The State Oceanic Administration has published a set of guidelines on inspections by maritime authorities aimed at improving the management of the country’s marine resources.
The Sea Inspection Plan, which has been approved by the central government, stipulates that the administration will send inspectors to check the protection and development of marine resources by provincial governments.
Inspections will cover the management and development of seas and islands, disaster prevention and relief, and countermeasures to tackle pollution, illegal development and environmental degradation.
Provincial authorities will rectify problems found by inspectors and report them to the public.
Failure to address problems will lead to restricted use of marine resources, while cases involving the violation of internal disciplines and laws will be handed over to disciplinary watchdogs or law enforcement departments.
The administration will soon establish an inspection commission, and its three local branches that oversee affairs in the Bohai Sea, the East China Sea and the South China Sea will set up inspection teams, Fang Jianmeng, deputy director of the administration, told a news conference on Jan 22.
Inspectors will focus on provincial authorities’ implementation of policies and plans made by the central government, he said.
Fang added that inspectors will check the 11 provincial-level regions of the Chinese mainland that have coastlines, including Liaoning, Shandong and Shanghai, on a regular basis.

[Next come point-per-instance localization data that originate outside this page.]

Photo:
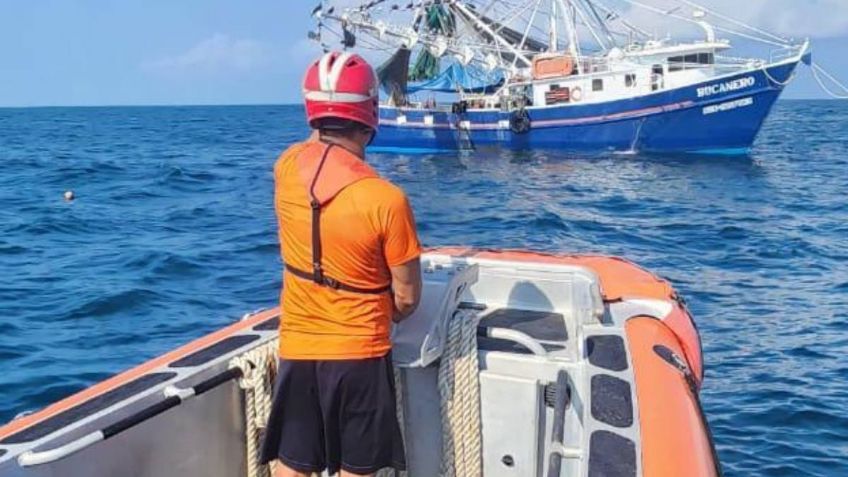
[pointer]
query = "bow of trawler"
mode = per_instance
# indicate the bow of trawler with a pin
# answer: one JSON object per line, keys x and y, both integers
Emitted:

Gao Zhongwen, the administration’s spokesman, said that opinions and suggestions were solicited from the 11 regions and seven central departments, such as the Environmental Protection Ministry, before the guidelines were established.
According to Gu Wu, deputy head of the oceanic administration’s legislation and island management department, members of the public are encouraged to supervise inspectors and local authorities, and may give tipoffs to inspectors.
An expert at the Ocean University of China in Qingdao, Shandong province, who asked not to be named, said that with the rapid development of coastal areas, some regions placing a high priority on economic growth driven by the exploitation of marine resources have unknowingly or intentionally neglected protection.
“Therefore, the introduction of a high-level inspection mechanism will help extensively with environmental protection and restoration, and crack down on irregular or illegal exploitation,” he said.